No More Heroes Reader Review
No More Heroes for the Wii might at first glance appear to be nothing more than a sub-par Japanese approximation of the Grand Theft Auto series, with its small, shallow and glitchy open-world driving environment and its penchant for fountains of toe-curling blood and gore. Appearances can be deceiving, however, and any passing resemblance to GTA is quickly seen to be superficial after a few hours spent with the game.
Directed by Suda51, the enigmatic brains behind 2005's Killer 7, No More Heroes is every bit as wacky and subversive as his last project. After he wins his very own "beam katana" in an internet auction (a weapon which looks very much like a lightsaber), the game's protagonist Travis Touchdown decides to become a paid assassin, roaming the streets of Santa Destroy to earn money for his video game and porn addiction (well, what else are you going to do with a beam katana?). The game begins with Travis having been inducted into the United Assassins Association, a kind of guild for expert hitmen. His mission: to kill every other assassin in the UAA's top-ten list and become the world's No. 1 rated hitman. It's as far-fetched and as ludicrous as it sounds.
Rather than being a mission-based GTA-driving clone, No More Heroes is actually a fairly straightforward action game, with Travis spending the majority of his time slashing and slicing his way though a variety of stylised enemies on his way to each level's boss, or ranked assassin in the guild. The game's best moments are to be found whist confronting these always interesting super-villains, with each character possessing their own unique and often hilarious quirks and dialogue.
The fighting mechanics are satisfying and responsive, with the A button used to swing the beam katana and various "finishing moves" being performed by way of moving the Wii remote quickly in the direction indicated on-screen. Travis can earn new beam katanas over time, and, although the fighting plays similarly no matter which weapon you are equipped with, the action never gets old or repetitive, and decapitating enemies will make you squirm with delight even ten hours into the game. The action is fast and frantic as Travis is pitted against multiple enemies at a time, although the game never becomes overly difficult with smartly-placed save points before each boss and an abundance of life-restoring items scattered throughout each level.

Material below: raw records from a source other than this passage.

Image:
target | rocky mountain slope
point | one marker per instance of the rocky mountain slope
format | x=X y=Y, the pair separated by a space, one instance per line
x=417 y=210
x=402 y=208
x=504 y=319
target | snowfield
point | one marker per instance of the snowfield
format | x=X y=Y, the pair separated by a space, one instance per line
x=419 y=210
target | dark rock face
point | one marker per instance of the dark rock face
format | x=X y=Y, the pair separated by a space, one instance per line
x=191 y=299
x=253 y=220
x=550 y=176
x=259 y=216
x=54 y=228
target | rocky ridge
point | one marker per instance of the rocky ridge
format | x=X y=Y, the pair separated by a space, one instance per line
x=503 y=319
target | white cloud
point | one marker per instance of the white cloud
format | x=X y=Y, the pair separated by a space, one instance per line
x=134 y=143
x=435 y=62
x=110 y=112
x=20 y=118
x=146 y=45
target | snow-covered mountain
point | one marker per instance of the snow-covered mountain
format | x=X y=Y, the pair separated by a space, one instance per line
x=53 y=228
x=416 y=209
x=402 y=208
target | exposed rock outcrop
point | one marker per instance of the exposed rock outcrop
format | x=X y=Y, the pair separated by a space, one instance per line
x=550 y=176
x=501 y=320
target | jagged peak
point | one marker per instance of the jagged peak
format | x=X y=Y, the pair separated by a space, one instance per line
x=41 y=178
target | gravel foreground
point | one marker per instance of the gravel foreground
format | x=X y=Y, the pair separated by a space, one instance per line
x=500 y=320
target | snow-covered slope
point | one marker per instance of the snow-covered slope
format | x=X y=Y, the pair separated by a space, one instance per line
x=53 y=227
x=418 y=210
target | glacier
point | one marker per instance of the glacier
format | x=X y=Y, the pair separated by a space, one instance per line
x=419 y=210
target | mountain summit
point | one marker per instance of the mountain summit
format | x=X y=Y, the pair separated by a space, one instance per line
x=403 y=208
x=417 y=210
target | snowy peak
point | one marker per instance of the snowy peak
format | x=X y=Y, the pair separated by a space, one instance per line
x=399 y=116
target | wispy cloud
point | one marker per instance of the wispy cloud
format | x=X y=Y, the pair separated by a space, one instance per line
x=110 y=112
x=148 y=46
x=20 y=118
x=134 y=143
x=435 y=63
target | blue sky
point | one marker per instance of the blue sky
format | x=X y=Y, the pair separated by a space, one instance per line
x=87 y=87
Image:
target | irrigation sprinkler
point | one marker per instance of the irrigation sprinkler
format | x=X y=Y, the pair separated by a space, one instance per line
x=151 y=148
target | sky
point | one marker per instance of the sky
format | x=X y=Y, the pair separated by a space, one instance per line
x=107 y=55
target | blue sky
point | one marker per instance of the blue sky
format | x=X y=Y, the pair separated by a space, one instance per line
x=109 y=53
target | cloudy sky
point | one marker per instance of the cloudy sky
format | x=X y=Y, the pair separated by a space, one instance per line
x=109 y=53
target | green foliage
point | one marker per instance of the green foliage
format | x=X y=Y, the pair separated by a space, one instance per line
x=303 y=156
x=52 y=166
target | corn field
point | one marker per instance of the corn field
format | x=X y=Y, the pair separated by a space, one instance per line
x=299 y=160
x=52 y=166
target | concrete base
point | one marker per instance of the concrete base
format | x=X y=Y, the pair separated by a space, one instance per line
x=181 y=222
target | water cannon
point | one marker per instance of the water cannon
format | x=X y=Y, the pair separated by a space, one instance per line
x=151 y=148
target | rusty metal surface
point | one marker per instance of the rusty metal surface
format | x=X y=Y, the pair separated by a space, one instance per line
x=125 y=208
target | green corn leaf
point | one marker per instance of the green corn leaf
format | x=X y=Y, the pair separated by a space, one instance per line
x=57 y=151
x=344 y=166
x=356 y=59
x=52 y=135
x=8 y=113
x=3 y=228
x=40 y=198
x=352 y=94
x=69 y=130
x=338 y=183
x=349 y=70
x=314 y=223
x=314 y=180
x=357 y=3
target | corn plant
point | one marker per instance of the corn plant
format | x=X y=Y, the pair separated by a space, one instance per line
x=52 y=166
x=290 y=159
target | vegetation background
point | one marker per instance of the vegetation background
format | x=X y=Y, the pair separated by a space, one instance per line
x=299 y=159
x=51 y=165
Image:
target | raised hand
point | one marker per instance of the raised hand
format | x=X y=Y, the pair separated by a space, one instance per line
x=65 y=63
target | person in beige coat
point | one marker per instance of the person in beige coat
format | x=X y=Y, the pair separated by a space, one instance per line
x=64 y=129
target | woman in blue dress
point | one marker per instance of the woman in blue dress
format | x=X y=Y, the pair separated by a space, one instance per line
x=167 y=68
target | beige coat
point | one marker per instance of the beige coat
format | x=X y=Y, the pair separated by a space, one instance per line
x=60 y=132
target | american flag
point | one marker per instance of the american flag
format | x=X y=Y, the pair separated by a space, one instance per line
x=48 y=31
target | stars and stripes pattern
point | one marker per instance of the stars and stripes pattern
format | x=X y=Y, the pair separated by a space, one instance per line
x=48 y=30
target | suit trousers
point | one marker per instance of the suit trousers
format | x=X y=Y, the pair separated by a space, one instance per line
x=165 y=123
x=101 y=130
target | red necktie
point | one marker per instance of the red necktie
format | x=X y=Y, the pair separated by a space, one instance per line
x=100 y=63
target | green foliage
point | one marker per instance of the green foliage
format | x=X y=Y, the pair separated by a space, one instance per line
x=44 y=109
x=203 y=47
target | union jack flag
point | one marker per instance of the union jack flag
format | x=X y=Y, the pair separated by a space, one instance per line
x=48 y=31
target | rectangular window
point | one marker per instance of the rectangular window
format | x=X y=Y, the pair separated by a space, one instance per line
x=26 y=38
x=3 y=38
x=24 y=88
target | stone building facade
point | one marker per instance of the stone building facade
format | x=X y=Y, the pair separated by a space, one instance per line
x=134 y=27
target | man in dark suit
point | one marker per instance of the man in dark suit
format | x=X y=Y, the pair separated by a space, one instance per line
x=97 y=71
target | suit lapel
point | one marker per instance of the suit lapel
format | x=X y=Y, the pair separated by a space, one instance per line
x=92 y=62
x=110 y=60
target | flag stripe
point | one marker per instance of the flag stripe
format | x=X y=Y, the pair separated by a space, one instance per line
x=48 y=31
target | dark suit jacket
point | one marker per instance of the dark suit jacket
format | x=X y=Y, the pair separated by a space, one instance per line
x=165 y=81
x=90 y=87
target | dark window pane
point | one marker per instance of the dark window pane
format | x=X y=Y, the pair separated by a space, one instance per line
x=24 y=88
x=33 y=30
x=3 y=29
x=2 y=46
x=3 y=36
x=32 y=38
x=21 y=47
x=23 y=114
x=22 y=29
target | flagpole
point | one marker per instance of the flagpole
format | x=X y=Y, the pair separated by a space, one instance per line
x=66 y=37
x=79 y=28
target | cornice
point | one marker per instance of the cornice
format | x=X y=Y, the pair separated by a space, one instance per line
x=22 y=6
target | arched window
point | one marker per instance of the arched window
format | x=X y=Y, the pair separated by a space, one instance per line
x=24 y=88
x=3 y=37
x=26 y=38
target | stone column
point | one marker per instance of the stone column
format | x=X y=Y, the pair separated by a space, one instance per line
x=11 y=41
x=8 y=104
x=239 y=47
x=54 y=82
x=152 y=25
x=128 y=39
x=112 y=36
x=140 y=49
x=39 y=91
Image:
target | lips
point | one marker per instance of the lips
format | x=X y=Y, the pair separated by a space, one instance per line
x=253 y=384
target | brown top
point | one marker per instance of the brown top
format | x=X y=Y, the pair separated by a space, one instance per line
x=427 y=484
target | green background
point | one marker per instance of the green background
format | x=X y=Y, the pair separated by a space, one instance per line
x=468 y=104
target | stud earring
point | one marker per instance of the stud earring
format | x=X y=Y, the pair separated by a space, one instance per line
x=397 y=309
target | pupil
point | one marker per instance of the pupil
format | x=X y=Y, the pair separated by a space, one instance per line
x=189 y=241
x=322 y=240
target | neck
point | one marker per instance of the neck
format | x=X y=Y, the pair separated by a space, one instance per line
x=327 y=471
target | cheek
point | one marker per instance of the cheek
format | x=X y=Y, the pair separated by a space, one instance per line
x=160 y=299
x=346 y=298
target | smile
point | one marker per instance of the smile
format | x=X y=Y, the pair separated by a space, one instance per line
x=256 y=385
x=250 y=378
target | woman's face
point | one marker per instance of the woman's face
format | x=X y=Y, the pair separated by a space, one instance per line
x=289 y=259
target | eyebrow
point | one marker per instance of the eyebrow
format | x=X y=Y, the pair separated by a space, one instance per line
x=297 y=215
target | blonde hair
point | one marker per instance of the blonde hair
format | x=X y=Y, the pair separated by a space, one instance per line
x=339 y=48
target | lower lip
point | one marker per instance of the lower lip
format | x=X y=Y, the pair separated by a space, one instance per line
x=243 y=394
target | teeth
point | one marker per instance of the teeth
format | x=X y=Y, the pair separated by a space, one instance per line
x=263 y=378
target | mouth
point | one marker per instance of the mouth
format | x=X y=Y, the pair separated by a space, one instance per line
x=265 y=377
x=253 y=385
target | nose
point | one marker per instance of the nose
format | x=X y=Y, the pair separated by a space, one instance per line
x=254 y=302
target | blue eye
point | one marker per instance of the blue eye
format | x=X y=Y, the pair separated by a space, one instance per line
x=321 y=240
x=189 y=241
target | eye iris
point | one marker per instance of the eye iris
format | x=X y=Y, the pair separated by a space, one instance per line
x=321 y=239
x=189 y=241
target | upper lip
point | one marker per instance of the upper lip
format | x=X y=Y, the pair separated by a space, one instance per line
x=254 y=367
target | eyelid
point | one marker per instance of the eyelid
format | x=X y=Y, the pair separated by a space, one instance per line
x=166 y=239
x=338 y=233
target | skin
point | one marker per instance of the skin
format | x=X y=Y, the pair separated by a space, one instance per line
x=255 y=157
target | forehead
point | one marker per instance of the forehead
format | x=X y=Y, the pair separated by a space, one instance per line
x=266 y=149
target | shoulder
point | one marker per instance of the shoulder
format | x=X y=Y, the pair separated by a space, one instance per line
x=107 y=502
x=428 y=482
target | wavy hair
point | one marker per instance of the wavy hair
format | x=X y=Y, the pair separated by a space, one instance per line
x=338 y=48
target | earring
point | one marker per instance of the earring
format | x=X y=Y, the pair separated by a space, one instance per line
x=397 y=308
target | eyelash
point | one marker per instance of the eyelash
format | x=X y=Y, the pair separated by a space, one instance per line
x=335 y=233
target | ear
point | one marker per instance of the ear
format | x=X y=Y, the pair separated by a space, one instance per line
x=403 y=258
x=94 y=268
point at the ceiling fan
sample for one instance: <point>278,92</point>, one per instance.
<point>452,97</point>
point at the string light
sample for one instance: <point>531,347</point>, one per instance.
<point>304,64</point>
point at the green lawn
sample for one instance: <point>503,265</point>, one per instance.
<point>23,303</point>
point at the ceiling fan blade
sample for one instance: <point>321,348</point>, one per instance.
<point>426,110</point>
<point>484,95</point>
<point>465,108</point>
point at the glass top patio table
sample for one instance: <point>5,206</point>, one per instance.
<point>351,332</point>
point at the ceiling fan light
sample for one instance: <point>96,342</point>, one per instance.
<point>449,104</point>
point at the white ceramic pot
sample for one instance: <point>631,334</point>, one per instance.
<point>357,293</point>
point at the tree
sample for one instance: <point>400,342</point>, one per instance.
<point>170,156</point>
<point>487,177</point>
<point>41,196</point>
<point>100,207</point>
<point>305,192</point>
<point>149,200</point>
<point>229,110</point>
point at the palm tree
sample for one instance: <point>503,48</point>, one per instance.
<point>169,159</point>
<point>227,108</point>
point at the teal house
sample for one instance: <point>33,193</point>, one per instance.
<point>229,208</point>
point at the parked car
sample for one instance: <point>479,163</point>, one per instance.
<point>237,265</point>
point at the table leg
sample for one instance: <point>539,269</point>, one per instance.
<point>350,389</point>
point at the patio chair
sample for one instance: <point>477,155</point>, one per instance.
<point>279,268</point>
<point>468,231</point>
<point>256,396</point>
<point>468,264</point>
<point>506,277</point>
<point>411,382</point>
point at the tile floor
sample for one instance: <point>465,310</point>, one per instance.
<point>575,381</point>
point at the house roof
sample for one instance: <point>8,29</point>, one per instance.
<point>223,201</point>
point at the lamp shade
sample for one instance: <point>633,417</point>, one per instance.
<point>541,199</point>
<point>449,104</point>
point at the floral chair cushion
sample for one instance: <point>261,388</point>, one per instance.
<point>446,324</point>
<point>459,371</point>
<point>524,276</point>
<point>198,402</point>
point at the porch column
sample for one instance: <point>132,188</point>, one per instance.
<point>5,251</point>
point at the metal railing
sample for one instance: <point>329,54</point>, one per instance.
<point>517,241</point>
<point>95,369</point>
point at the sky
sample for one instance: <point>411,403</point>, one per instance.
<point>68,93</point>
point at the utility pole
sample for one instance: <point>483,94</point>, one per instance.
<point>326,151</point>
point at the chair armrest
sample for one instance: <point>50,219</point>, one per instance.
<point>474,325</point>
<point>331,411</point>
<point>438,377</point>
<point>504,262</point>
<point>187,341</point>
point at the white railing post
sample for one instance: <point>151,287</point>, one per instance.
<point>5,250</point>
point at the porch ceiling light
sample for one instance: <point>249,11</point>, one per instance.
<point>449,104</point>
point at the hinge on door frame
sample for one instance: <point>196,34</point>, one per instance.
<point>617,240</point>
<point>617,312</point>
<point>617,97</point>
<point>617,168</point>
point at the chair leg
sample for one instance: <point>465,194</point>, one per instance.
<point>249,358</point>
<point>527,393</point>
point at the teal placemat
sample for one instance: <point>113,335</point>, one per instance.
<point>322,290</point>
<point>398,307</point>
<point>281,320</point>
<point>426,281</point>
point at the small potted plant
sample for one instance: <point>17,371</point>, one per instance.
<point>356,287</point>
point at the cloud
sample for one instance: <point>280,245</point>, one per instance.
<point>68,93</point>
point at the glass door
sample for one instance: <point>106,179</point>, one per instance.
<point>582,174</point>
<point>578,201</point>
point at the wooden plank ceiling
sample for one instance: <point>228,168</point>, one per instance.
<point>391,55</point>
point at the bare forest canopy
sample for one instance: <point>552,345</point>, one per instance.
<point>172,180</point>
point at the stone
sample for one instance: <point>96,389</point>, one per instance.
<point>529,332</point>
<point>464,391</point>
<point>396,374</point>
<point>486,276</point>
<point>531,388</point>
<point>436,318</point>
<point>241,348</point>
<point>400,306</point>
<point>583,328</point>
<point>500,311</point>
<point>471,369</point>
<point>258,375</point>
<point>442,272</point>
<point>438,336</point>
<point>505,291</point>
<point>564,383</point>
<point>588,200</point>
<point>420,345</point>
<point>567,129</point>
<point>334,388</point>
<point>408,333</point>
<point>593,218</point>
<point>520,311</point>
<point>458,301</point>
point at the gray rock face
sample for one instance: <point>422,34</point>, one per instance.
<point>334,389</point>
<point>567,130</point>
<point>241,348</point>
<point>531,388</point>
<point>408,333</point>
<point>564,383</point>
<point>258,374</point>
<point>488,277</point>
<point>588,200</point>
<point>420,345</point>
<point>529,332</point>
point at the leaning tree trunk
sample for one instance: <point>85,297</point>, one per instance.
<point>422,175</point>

The sections of the game that require the player to drive around the city on Travis's motorcycle can become somewhat tedious, as the city of Santa Destroy isn't the most well-realised or involving sandbox-like environment you'll ever see, although you get the impression that the almost tacked-on feel of the city has been in part intentional, in a wry Japanese jab at the preponderance of open-world games made in America. Whilst this is amusing at first, the game makes you drive around this barren city a little too often, as you earn cash between missions to pay for a "registration fee" necessary to take on each new ranked assassin. Whilst the city offers various distractions that you can involve yourself with, such as digging with your katana for cash and opening dumpsters to find new clothes, they aren't enough to warrant the time spent engaged with such tasks.
No More Heroes is a unique action game that injects a much-needed dose of surreal, adult-oriented insanity to the Wii. The game should take roughly 12-15 hours to complete, depending on whether you involve yourself with the activities outside of the main missions. No More Heroes has its ups and downs, with some sections beginning to grate after a while, but the addictive and visceral fighting and genuinely amusing dialogue nevertheless make this a game that is highly recommended.